The part i don't understand is , why he uses Cramer rule to the first two equations and equals it to zero ?

2. Jun 20, 2012

### algebrat

It is not clear to me that the book is using Cramer's rule, can you show more steps if it is indeed using Cramer's rule.

If they are not using Cramer's rule, then this is how I would interpret what is happening. From the first two equations, book want soutions to A[x y]=0, where [x y] is meant to be a column matrix, and A is a matrix depending on the value L.

We have the trivial solution x=y=0. To find a nontrivial solution, we note that would imply that det(A)=0. That gives us a polynomial in L to help us find candidate values for L, and continue solving equations with those candidates.

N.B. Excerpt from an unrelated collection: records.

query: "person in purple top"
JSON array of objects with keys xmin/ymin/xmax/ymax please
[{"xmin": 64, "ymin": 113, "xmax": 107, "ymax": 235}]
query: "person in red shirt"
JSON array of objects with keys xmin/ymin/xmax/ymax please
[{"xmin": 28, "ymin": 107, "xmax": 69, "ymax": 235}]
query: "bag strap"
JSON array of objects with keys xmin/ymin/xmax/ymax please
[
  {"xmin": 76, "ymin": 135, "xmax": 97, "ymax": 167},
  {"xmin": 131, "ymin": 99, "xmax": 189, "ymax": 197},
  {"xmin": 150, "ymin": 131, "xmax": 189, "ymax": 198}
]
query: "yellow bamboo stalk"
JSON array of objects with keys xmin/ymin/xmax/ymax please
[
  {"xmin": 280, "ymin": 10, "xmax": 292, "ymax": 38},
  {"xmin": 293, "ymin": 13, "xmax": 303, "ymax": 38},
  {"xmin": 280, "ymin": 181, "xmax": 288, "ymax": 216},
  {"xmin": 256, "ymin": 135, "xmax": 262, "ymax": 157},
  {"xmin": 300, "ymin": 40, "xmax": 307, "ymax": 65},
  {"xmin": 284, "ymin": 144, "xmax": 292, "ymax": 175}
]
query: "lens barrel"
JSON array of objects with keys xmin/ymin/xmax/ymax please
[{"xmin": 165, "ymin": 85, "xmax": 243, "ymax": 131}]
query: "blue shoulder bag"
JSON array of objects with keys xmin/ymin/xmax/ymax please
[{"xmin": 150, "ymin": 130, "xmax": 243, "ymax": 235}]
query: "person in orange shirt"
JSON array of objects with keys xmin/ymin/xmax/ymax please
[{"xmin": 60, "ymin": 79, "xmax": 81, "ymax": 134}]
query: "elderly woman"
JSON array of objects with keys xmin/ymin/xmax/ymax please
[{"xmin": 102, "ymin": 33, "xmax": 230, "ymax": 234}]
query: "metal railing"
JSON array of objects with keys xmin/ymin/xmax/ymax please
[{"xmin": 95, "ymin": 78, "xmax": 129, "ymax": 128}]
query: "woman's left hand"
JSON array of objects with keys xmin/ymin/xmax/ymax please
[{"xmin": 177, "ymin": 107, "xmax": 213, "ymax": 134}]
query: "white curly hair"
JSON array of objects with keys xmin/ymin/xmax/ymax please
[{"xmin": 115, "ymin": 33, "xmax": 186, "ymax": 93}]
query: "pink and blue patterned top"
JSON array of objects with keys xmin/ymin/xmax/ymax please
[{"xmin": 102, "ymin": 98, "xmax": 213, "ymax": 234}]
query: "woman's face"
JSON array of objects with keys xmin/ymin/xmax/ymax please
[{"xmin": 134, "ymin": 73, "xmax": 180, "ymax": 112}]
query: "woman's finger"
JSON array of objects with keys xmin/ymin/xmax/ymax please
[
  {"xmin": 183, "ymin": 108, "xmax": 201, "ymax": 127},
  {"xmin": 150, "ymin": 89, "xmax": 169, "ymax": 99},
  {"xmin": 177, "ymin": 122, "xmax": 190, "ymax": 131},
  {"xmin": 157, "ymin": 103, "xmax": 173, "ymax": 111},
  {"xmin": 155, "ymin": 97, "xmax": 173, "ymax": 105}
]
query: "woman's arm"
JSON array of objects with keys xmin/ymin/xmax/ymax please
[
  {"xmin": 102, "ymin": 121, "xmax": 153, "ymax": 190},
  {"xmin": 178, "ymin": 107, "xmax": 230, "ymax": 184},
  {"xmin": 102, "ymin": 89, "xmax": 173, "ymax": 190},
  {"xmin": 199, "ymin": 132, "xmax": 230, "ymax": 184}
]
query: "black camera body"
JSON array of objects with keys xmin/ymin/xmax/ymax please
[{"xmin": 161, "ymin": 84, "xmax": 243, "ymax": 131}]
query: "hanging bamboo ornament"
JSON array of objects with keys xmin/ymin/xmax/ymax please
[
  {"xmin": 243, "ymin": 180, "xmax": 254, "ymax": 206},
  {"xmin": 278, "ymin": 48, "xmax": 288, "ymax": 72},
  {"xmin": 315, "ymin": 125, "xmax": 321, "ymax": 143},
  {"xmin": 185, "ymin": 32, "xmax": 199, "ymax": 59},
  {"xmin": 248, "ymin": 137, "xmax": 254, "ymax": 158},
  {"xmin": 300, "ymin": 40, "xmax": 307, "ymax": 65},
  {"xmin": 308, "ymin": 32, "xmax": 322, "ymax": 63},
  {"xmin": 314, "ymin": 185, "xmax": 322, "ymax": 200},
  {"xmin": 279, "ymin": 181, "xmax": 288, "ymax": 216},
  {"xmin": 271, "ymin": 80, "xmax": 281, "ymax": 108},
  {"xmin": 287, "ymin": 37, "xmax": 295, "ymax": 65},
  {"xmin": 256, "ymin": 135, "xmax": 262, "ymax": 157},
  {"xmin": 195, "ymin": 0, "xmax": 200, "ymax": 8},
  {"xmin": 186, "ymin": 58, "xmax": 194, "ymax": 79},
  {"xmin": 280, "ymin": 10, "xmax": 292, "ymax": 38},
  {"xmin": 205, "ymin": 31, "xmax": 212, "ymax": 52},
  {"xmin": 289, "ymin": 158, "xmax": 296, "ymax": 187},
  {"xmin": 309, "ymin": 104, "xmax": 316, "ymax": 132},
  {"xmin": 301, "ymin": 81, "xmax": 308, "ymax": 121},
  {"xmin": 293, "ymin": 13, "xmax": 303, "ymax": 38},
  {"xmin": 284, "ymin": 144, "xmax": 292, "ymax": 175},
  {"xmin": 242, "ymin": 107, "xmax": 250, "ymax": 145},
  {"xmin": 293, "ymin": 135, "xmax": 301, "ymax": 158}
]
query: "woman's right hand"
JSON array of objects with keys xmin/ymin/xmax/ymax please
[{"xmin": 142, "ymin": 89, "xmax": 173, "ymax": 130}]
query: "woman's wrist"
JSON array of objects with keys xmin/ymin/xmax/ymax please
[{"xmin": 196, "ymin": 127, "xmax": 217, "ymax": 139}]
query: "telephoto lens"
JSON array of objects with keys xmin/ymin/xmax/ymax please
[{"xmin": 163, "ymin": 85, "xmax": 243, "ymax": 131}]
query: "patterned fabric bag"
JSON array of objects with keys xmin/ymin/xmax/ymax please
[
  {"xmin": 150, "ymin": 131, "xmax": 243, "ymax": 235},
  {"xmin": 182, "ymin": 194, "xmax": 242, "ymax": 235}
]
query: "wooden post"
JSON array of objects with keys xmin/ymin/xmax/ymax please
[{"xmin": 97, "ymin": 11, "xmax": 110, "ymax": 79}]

EDIT: I just looked up Cramer's rule, it looks like you need determinant of A nonzero (else the denominator is zero), which is not something we need.

3. Jun 20, 2012

### Ray Vickson

Can x and y both = 0? If you agree they cannot both = 0 then you need to have a nonzero solution (x,y) of the linear equations
$$(6L+2) x + 4L y = 0\\ 4L x + (12L+1) y = 0$$
What conditions do you need to satisfy in order that the solution is not x=y=0?

RGV

4. Jun 20, 2012

### algebrat

In fact, I do not completely understand what you are asking, please clarify.

5. Jun 20, 2012

### magorium

algebrat you are right about that. Thanks for it. det(A)=0 actually comes from Cramer Rule for me. Since for finding the first unknown we use the special determinant for it divided by det(A) so since det(A) is 0 , that creates a uncertainty which avoids us finding a trivial solution. That's how i remember the det(A)=0 thing so that's possibly why i called it Cramer Rule :) Thanks for it.